CRYSTAL LAKE — Bill Beck, Kathy Snowden and Beck’s 80-year-old mother, Marion, arrived Monday morning at the Amtrak station in Sacramento, Calif., looking forward to a nice, leisurely trip back to Chicago.

But congestion on tracks that also are used for freight trains, coupled with travel delays that resulted when a new crew had to be brought in to man the train, meant that Snowden and the Becks spent just shy of 13 extra hours on the already 53-hour trip.

Congestion-related delays and Amtrak capital needs are among issues that the U.S. House Committee on Transportation and Infrastructure is studying in a series of hearings this summer.

“You know when you’re riding Amtrak that you’re going to be a little delayed,” Bill Beck said. “But 13 hours, that’s just punishing people.”

Amtrak representatives did not respond to repeated calls for comment Thursday. But service alerts posted on the passenger company’s Web site warn that schedules shown for the California Zephyr – on which Beck, his mother and Snowden booked $1,300 worth of passage – are changed to accommodate track work being performed by rail owners Union Pacific.

It means that trains are not running according to the schedule published in Amtrak’s 2007 spring/summer system timetable, according to the alerts.

Beck, his mother and Snowden had been in the Golden State visiting family members. The trio opted to take the train home because Beck and Snowden, a longtime couple, had enjoyed a previous Amtrak trip to Chicago from the Pacific Northwest.

“Everything was going so great, and we were really looking forward to the relaxation of the train,” Snowden said. “But once we were getting further and further behind, it just built up the worry.”

The train was late leaving Sacramento, got repeatedly stuck behind slower-moving or broken-down freight trains, and stalled while waiting for a relief crew to come and take over operation, Beck said.

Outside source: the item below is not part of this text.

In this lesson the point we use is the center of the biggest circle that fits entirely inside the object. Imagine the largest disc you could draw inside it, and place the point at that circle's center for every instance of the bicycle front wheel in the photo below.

Their train had been scheduled to arrive at 4:30 p.m. Wednesday in Chicago; but Beck, his mother and Snowden stepped off the train shortly before 5 a.m. Thursday in Naperville.

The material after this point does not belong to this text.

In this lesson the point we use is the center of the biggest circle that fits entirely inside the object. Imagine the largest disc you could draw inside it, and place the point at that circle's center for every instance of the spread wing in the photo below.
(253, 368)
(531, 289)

“It’s just a comedy of error upon error upon error,” Beck said. “If it was a horse, you’d take it out and shoot it.”

That’s a major concern for members of the U.S. House Committee on Transportation and Infrastructure.

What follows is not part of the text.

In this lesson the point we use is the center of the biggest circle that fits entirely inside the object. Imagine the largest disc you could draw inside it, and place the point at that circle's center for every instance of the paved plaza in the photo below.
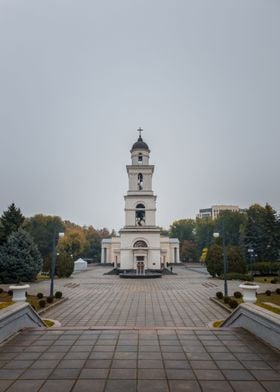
(137, 335)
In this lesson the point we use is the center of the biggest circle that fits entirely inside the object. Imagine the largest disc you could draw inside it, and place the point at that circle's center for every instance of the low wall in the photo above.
(259, 321)
(16, 317)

U.S. Rep. Daniel Lipinski, D-Western Springs, is suburban Chicago’s lone member of the committee, which is conducting hearings on railroad use and Amtrak. The next hearing, designed to look at Amtrak’s capital needs, is scheduled for Wednesday before the subcommittee on railroads, pipelines and hazardous materials.

Committee members are looking at a range of rail-related issues, including congestion and its impact on schedules, Lipinski spokesman Jason Tai said.

“Nationally, congestion delays are a real issue,” Tai said, noting that Amtrak, Metra and freight cars often have scheduling overlaps. “From [Lipinski’s] standpoint, here in northeast Illinois, congestion delays are a real problem.”